There was an earlier Lutheran Church in Poolbeg Street built in 1725, which catered for the Lutherans in Dublin, a number of German and Dutch soldiers would have settled in Dublin following the Battle of the Boyne and it would have been known locally as the German Church or the Dutch Church. Schulze Registers documents the clandestine marriages (marriages to people outside the Lutheran community) which were performed in the German Protestant Lutheran Church in Poolbeg St. by Rev. John George Fredrick Schulze (1764–1839), who served as pastor from 1806 until his death. The Welsh Calvinistic Methodists used the church for worship prior to establishing their own chapel on Talbot Street in 1838. In 1840 (and shortly after Schulze death) worship ceased at the church following a fire and the church building and land including the graveyard were sold, the building remained standing until the 1940s. A small community of Lutherans persisted without a chapel, which ceased to convene in the early twentieth century.

==Re-establishment of the Lutheran Church in Ireland==
Following an increase in the number of Lutherans in Ireland following the Second World War, the Lutheran Church was re-established in 1955. They moved into St Finian's Adelaide Road, which was leased from the Church of Ireland and the Church was rededicated in 1961, a German and a Swedish Bishop and the Archbishop of Dublin in attendance.

The Lutheran Church in Ireland maintains a special relationship with the Evangelical Church in Germany and a majority of its members originally came from the German-speaking countries and regions in Europe. In January 2015, a non-stipendiary minister was ordained in Dublin by Frank Otfried July, the Landesbischof of the Evangelical-Lutheran Church in Württemberg.

The mother parish is located in Dublin. Although the services are mostly conducted in German, on the last Sunday of each month it is held in English. Services in German also take place in Belfast, Castlepollard, Cork, Galway, Killarney, Limerick, Sligo and Wexford.

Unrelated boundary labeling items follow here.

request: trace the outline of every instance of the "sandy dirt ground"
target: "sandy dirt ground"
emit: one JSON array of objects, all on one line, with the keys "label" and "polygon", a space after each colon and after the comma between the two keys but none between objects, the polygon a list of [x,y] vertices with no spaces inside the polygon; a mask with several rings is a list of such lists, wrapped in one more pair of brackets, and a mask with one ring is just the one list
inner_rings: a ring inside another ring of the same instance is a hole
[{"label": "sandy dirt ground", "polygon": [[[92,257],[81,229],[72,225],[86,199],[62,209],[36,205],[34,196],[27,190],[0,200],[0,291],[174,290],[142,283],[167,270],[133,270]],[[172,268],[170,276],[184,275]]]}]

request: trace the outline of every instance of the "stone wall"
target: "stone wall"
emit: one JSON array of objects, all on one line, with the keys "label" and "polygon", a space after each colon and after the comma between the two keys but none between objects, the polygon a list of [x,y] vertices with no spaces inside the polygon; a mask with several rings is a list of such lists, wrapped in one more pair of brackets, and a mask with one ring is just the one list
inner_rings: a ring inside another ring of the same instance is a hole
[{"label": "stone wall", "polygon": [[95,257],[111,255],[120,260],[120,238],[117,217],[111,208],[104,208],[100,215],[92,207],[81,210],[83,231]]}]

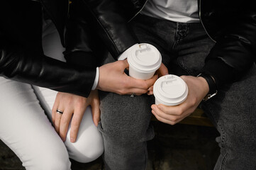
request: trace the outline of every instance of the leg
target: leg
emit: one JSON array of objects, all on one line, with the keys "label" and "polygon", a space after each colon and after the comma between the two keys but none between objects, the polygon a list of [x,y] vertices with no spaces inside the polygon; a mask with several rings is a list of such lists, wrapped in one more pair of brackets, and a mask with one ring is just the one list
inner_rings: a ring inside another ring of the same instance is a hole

The church is a member of the Irish Council of Churches, and a member of the Dublin Council of Churches, of which the Pastor of St. Finians is a patron.

In 1984 the Dublin and Belfast congregations entered a partnership where the Dublin-based pastor would conduct a monthly service in Belfast. The Belfast service is held in the Moravian Church, University Road.

In 2009, the Lutheran Church in Ireland had a baptised membership of 300. In the Republic of Ireland's census, the number of people listing Lutheranism as their religion was 756 in 2002 and 5,329 in 2016. In Northern Ireland the corresponding figures were 186 in 2001 and 294 in 2011.

==Latvian Evangelical Lutheran Church==
St Finians also hosts the Latvian Evangelical Lutheran Church in Ireland, with a weekly service in Latvian, there is a monthly service in Polish, and occasionally a service in Estonian. On 3 April 2022 the first Latvian priest was ordained in Dublin, in Christchurch Cathedral (Church of Ireland), the Latvian Evangelical Lutheran Church abroad being part of the Porvoo Communion with the Anglican Church of Ireland.